Ever higher in the stack: the “app native” paradigm and the future direction of OSS projects
The OSS world remains tightly focused on plumbing. But we will likely see the emergence of an “app native” paradigm of OSS focused on user-facing functionality.
TL;DR: I anticipate a general shift in the OSS world from “plumbing” to specific application functionality. The “cloud native” paradigm is very quickly asserting itself; it will likely be followed by an app native paradigm that will see a broad-based shift in focus and energy.

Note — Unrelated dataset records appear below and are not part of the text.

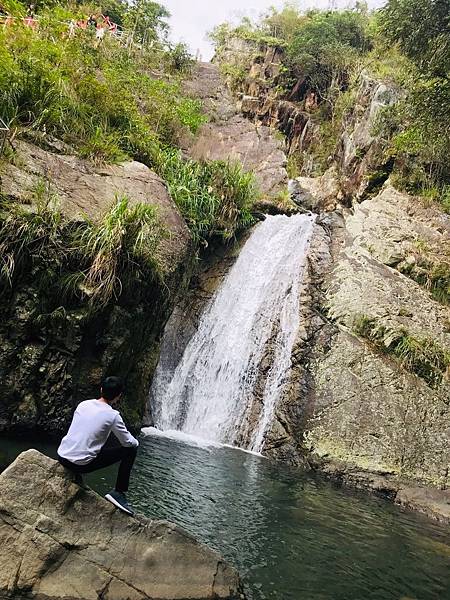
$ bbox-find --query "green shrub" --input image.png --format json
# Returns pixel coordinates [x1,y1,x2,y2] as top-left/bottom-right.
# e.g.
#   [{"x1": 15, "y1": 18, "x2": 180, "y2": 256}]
[
  {"x1": 0, "y1": 197, "x2": 167, "y2": 312},
  {"x1": 353, "y1": 315, "x2": 450, "y2": 387},
  {"x1": 158, "y1": 150, "x2": 256, "y2": 245}
]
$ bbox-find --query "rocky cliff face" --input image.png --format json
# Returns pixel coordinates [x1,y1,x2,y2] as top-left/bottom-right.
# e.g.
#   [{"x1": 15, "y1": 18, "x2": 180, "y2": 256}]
[
  {"x1": 0, "y1": 450, "x2": 244, "y2": 600},
  {"x1": 0, "y1": 142, "x2": 191, "y2": 435},
  {"x1": 165, "y1": 54, "x2": 450, "y2": 518},
  {"x1": 185, "y1": 63, "x2": 289, "y2": 210}
]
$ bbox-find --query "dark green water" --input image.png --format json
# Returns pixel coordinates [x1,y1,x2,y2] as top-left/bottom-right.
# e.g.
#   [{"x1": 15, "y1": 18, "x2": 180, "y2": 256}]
[{"x1": 0, "y1": 437, "x2": 450, "y2": 600}]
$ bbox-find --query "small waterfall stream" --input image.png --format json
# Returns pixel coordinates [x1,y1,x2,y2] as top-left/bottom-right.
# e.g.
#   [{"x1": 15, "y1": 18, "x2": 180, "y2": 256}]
[{"x1": 151, "y1": 215, "x2": 315, "y2": 452}]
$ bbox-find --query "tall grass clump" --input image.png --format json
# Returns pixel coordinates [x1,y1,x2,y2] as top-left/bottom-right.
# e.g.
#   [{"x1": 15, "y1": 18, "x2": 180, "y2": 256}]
[
  {"x1": 72, "y1": 196, "x2": 166, "y2": 307},
  {"x1": 0, "y1": 193, "x2": 68, "y2": 285},
  {"x1": 158, "y1": 150, "x2": 257, "y2": 245}
]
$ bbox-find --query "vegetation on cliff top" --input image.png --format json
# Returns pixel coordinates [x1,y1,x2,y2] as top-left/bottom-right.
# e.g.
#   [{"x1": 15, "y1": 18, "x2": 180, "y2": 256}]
[
  {"x1": 0, "y1": 0, "x2": 255, "y2": 258},
  {"x1": 0, "y1": 197, "x2": 166, "y2": 314},
  {"x1": 212, "y1": 0, "x2": 450, "y2": 210}
]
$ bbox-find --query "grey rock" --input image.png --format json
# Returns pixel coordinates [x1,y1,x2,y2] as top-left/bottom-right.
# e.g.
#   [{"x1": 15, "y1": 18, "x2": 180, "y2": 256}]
[
  {"x1": 185, "y1": 63, "x2": 288, "y2": 205},
  {"x1": 0, "y1": 450, "x2": 242, "y2": 600}
]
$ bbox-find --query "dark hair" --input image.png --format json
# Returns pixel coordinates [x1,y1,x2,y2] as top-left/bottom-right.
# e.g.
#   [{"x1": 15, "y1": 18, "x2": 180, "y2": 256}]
[{"x1": 102, "y1": 377, "x2": 124, "y2": 400}]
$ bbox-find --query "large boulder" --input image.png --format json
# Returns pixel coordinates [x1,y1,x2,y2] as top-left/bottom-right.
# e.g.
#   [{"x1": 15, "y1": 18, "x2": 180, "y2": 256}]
[
  {"x1": 0, "y1": 450, "x2": 244, "y2": 600},
  {"x1": 0, "y1": 141, "x2": 190, "y2": 270},
  {"x1": 0, "y1": 140, "x2": 194, "y2": 436}
]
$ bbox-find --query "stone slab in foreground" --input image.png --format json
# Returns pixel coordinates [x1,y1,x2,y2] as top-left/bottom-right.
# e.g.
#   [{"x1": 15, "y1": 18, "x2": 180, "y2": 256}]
[{"x1": 0, "y1": 450, "x2": 243, "y2": 600}]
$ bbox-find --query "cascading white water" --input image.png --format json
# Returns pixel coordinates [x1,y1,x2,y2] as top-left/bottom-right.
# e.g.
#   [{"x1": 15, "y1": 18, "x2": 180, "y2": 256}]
[{"x1": 151, "y1": 215, "x2": 315, "y2": 452}]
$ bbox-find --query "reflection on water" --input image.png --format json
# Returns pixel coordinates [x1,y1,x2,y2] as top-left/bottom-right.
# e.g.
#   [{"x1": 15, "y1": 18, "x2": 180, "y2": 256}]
[{"x1": 0, "y1": 437, "x2": 450, "y2": 600}]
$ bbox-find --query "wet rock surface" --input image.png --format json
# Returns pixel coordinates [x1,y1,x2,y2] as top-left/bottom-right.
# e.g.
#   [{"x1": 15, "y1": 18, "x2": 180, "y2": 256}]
[{"x1": 0, "y1": 450, "x2": 244, "y2": 600}]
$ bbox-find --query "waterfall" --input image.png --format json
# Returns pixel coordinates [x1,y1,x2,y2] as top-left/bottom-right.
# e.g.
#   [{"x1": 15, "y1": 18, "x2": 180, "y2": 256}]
[{"x1": 151, "y1": 215, "x2": 315, "y2": 451}]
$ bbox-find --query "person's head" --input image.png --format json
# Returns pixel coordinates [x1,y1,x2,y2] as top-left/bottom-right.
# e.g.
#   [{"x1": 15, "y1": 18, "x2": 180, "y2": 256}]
[{"x1": 101, "y1": 377, "x2": 124, "y2": 404}]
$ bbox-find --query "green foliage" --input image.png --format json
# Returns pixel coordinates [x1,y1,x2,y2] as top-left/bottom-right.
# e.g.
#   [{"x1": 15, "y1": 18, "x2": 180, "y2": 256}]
[
  {"x1": 123, "y1": 0, "x2": 170, "y2": 46},
  {"x1": 397, "y1": 241, "x2": 450, "y2": 305},
  {"x1": 158, "y1": 150, "x2": 256, "y2": 245},
  {"x1": 0, "y1": 189, "x2": 67, "y2": 285},
  {"x1": 0, "y1": 192, "x2": 166, "y2": 314},
  {"x1": 372, "y1": 0, "x2": 450, "y2": 202},
  {"x1": 0, "y1": 3, "x2": 200, "y2": 165},
  {"x1": 353, "y1": 315, "x2": 450, "y2": 387},
  {"x1": 379, "y1": 0, "x2": 450, "y2": 77},
  {"x1": 287, "y1": 10, "x2": 371, "y2": 96},
  {"x1": 72, "y1": 196, "x2": 165, "y2": 307}
]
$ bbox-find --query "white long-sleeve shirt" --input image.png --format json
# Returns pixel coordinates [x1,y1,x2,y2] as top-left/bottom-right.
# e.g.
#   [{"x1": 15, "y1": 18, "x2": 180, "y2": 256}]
[{"x1": 58, "y1": 400, "x2": 139, "y2": 465}]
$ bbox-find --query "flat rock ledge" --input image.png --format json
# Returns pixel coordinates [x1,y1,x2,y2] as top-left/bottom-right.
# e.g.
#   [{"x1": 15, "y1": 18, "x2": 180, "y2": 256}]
[{"x1": 0, "y1": 450, "x2": 244, "y2": 600}]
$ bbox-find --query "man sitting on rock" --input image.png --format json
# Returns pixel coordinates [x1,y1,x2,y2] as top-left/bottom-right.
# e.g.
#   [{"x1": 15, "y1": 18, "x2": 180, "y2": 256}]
[{"x1": 58, "y1": 377, "x2": 139, "y2": 515}]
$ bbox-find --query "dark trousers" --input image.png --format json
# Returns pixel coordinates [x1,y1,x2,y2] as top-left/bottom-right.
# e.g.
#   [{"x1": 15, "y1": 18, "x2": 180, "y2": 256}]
[{"x1": 58, "y1": 446, "x2": 137, "y2": 492}]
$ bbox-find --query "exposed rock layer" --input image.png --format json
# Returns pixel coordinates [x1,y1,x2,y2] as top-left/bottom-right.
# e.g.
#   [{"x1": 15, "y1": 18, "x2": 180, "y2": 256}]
[
  {"x1": 0, "y1": 142, "x2": 192, "y2": 435},
  {"x1": 0, "y1": 450, "x2": 244, "y2": 600},
  {"x1": 186, "y1": 63, "x2": 287, "y2": 205}
]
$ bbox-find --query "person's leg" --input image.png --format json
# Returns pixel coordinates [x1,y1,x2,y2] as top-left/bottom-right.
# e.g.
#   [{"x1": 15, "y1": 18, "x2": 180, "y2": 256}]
[
  {"x1": 79, "y1": 446, "x2": 137, "y2": 493},
  {"x1": 116, "y1": 446, "x2": 137, "y2": 493}
]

It’s almost always foolhardy to predict the future, but I still think that it’s incumbent upon us to carefully examine current trends and do the best we can to extrapolate from them and discern a rough Zeitgeist, lest we fail to adequately recognize approaching dangers and opportunities (and to adjust our practices accordingly).
In this post I’ll venture some educated guesses about the general direction and thrust of open-source software (OSS). I anticipate a broad-based shift from the current state of affairs — a cloud native moment strongly focused on basic software “plumbing” but tending toward a baseline plumbing consensus — toward a new paradigm: an OSS universe in which the focus of our collaborative energy shifts to ever-more specific functionality. I call this future paradigm the app native paradigm in computing.
The cloud native moment, focused on plumbing, will give way to an app native paradigm focused on specific end-user-facing capabilities.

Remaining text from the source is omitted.